While working at Ground Zero, Megan started Live From the WTC, a blog focused on economics, business, and cooking. She may or may not have been the first major economics blogger, depending on whether we are allowed to throw outlying variables such as Brad Delong out of the set. From there it was but a few steps down the slippery slope to freelance journalism. She has worked in various capacities for The Economist, where she wrote about economics and oversaw the founding of Free Exchange, the magazine's economics blog. She has also maintained her own blog, Asymmetrical Information, which moved to The Atlantic, along with its owner, in August 2007.

Megan holds a bachelor's degree in English literature from the University of Pennsylvania and an M.B.A. from the University of Chicago. After a lifetime as a New Yorker, she now resides in northwest Washington, D.C., where she is still trying to figure out what one does with an apartment larger than 400 square feet.

Subsidized farmers: little house on the prairie or gone with the wind?

By Megan McArdle
May 15 2008, 8:41 AM ET Comment

There seems to be some bizarre idea in the comments and email that the farm bill aims to preserve subsidies to farmers with revenue of more than $1 million. To be sure, I think the subsidies should be removed for everyone, but that would indeed be less surprising.

However, this confuses revenue and income. We are talking about Adjusted Gross Income aka "How much you made last year".

People earning more than $500,000 in adjusted gross income from non-farm sources would be ineligible for crop subsidies and land stewardship payments. Farmers with more than $950,000 a year in agricultural income would lose 10 percent of their direct payment for each $100,000 a year in income.


This is not going to affect struggling farmers, for the reasons outlined in Ag Weekly:

Ron Abbott, Idaho farm programs chief with the Farm Service Agency in Boise, expects the number of Idaho farmers affected will be low.
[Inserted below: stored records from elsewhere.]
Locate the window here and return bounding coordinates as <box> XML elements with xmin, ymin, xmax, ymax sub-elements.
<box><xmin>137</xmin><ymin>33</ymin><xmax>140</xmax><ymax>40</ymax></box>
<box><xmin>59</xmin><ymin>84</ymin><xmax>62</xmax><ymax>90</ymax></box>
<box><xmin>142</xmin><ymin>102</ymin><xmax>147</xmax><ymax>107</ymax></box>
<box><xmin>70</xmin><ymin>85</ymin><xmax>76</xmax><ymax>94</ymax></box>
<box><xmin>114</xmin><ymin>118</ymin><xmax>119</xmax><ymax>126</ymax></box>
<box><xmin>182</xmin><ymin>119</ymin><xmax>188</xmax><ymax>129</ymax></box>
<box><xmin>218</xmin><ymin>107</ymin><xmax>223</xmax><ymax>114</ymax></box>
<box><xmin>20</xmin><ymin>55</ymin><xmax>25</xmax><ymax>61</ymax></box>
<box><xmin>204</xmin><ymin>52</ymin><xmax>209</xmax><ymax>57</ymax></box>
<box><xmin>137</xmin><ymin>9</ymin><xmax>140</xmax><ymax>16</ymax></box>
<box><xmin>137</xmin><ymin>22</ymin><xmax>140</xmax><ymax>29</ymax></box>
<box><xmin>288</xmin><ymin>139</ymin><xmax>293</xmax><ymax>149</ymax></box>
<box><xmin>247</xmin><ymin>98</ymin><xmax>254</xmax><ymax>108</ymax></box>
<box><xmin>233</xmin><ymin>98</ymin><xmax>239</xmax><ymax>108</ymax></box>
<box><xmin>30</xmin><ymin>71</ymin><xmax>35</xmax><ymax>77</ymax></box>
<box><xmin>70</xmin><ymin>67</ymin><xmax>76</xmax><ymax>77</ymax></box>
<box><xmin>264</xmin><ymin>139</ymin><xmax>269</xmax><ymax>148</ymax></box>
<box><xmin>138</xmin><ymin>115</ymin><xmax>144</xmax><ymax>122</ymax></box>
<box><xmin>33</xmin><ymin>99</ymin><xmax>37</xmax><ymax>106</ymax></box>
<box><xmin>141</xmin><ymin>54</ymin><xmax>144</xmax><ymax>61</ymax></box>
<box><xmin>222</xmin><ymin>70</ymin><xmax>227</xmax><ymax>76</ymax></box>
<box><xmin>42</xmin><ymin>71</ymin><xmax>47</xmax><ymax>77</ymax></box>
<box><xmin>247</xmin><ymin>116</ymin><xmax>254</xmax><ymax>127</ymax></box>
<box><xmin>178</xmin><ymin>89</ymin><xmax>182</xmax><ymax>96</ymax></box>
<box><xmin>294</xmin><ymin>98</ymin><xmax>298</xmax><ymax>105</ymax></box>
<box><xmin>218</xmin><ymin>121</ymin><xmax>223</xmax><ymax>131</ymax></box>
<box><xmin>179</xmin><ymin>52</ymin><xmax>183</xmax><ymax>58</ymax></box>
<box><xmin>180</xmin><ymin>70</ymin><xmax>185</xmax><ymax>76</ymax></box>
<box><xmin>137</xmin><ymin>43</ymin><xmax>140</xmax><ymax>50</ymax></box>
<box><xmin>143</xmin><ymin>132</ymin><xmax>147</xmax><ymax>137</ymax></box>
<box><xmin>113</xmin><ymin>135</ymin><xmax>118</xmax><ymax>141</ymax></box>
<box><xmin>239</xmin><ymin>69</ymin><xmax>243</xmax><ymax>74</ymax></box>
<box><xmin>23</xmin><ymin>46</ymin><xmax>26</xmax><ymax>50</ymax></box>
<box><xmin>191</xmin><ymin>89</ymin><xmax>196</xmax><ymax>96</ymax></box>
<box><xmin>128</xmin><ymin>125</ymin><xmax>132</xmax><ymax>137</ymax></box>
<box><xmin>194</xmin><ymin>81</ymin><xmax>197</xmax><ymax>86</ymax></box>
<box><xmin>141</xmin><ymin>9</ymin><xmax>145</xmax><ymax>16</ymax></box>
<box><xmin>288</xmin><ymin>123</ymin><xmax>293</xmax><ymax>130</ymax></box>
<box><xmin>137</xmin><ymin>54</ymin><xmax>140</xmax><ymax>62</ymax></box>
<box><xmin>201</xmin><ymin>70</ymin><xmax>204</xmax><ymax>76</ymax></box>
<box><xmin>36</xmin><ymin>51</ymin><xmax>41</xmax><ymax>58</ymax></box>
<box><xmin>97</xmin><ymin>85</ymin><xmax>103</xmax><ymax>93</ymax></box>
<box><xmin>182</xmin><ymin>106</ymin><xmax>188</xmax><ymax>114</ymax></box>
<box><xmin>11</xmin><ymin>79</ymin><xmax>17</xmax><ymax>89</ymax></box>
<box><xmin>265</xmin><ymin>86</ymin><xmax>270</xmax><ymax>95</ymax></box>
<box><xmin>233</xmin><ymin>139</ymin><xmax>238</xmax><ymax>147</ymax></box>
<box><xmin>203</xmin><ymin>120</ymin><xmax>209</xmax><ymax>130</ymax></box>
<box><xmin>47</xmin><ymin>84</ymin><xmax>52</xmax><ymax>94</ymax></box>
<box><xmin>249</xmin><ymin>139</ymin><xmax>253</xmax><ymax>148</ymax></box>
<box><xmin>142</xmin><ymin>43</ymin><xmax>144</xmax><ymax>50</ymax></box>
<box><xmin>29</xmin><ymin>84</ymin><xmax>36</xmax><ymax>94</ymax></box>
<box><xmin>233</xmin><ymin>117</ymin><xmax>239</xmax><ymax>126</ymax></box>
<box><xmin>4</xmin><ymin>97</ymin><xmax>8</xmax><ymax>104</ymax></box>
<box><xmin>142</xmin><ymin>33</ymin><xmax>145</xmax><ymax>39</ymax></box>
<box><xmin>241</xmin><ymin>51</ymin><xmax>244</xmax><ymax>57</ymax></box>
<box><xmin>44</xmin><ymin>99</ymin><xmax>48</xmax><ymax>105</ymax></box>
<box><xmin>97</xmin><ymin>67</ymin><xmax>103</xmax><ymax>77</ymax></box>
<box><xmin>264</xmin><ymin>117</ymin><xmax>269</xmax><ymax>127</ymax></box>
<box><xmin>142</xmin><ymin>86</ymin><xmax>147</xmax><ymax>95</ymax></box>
He reviews forms and taxes regularly and is quite familiar with farmers’ adjusted gross income.


“With the numbers that we review, that AGI is a negative number. Gross income may be high, but that AGI is way down,” he said.

“It’s not uncommon, literally, if you generate $1 million, you’ll spend $900,000 to $950,000 generating that. Profit in farming is about 2 to 3 percent; it’s a very narrow margin. Their expenses are just outrageous,” he said.

That’s why he doesn’t expect many Gem State farmers will be affected by the lower cap.


Farms with $950,000 in Adjusted Gross Income are big, flourishing farms. I'm not sure whether my farming relatives ever saw $1 million in AGI in their long, long lives.

Farm subsidies overwhelmingly do not go to struggling farmers; they go to large, flourishing concerns. This is not surprising; corporate farmers have the resources to become extremely skilled at collecting the subsidies. They also, to be sure, provide most of our food, since farming has large capital costs that get bigger every year.